Ich mags weiter einfach lieber  
Aber eng darf man doch auch tragen, solang du dich wohl fühlst


----------



## nightwolf (6. Juli 2016)

Das ist einfach Optik-Mode-Firlefanz. Die MTB-Branche bzw. deren Kundschaft ist da ja anfaellig.
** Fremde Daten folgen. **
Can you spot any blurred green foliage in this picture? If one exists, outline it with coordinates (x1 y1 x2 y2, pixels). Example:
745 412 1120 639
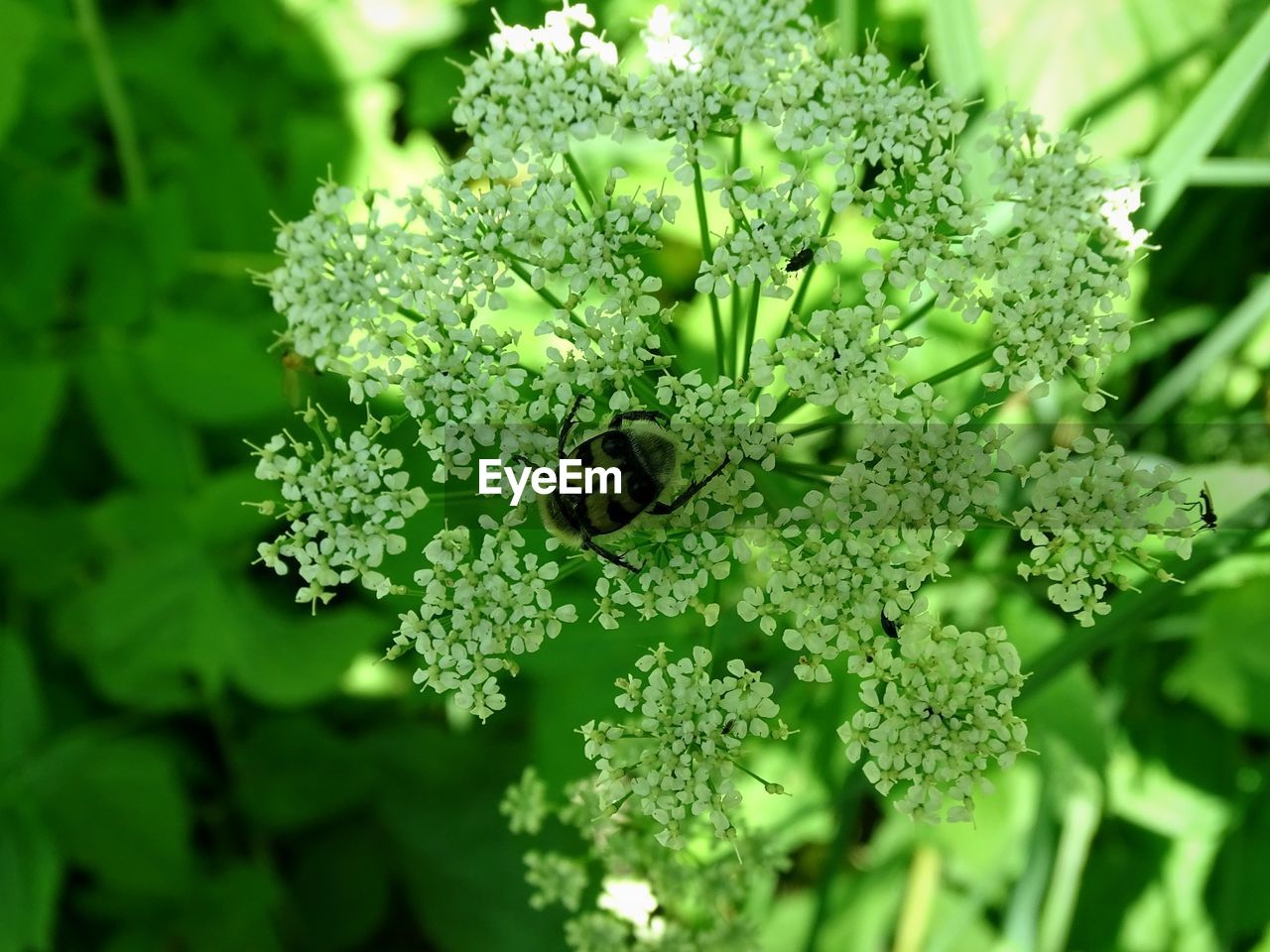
0 0 1270 952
Denen kann man auch erzaehlen, dass die Felgen jetzt 2cm groesser sein muessen, dann wird auf einmal alles fahrbar was frueher nicht ging und 10 kilo Uebergewicht machen dann auch nix mehr aus. 
Und einen Umwerfer braucht man heute auch nicht mehr, es reichen 11 abartig teure Ritzel hinten (eine Rohloff-Nabe mit 14 Gaengen hingegen hat immer nicht gereicht) und 3x8 oder 3x9 ist jedenfalls heute out.


Casim schrieb:


> (...)
> VG
> der alte Carsten


Gruss zurueck vom alten Wolfi - Der sich jedenfalls nix sagen laesst


----------



## GoldenerGott (6. Juli 2016)

Mit der Bib auf dem MTB ist es wie mit der Badehose am Strand. Eigentlich besser, aber irgendwie out.


----------



## Casim (6. Juli 2016)

GoldenerGott schrieb:


> Mit der Bib auf dem MTB ist es wie mit der Badehose am Strand. Eigentlich besser, aber irgendwie out.


sehr geil!


----------



## trailbikesurfer (6. Juli 2016)

weil's Scheiße aussieht !
Am Besten noch Bierbauch und Gerolsteiner Trikot in XS !


----------



## ron101 (6. Juli 2016)

Weil die meisten Shorts rubuster sind wenns knallt, und nicht gleich aufgschlitzt, zerrissen sind.

Cheers
ron


----------



## nightwolf (6. Juli 2016)

Hier wurden schon alle Klischees bedient: 
http://www.mtb-news.de/forum/t/uci-ban-skinsuits.362600/


----------



## systemgewicht (6. Juli 2016)

Casim schrieb:


> Tatsächlich zeigt mir die Suche nach MTB-Hosen in diversen Shops nun diese (weiten) Shorts. Auf der HP meiner Radmarke kam mir das schon seltsam vor, ich habe aber eher aufs Bike geschaut und mir nichts dabei gedacht.
> Was ist da los? Bin ich mit meinen Bibs nun Old-School? Warum der Trend zum Flattern?
> VG
> der alte Carsten


Hier auf meinen üblichen Fahrstrecken ist man von so vielen Peinlichkeiten umzingelt. Gerade die alten Säcke auf ihren prunkvollen Cannondales und Specializeds (von 1992) tragen recht häufig auch noch Helme und Kleidung von damals. (Also nicht "wie von damals" sondern genau die von damals!)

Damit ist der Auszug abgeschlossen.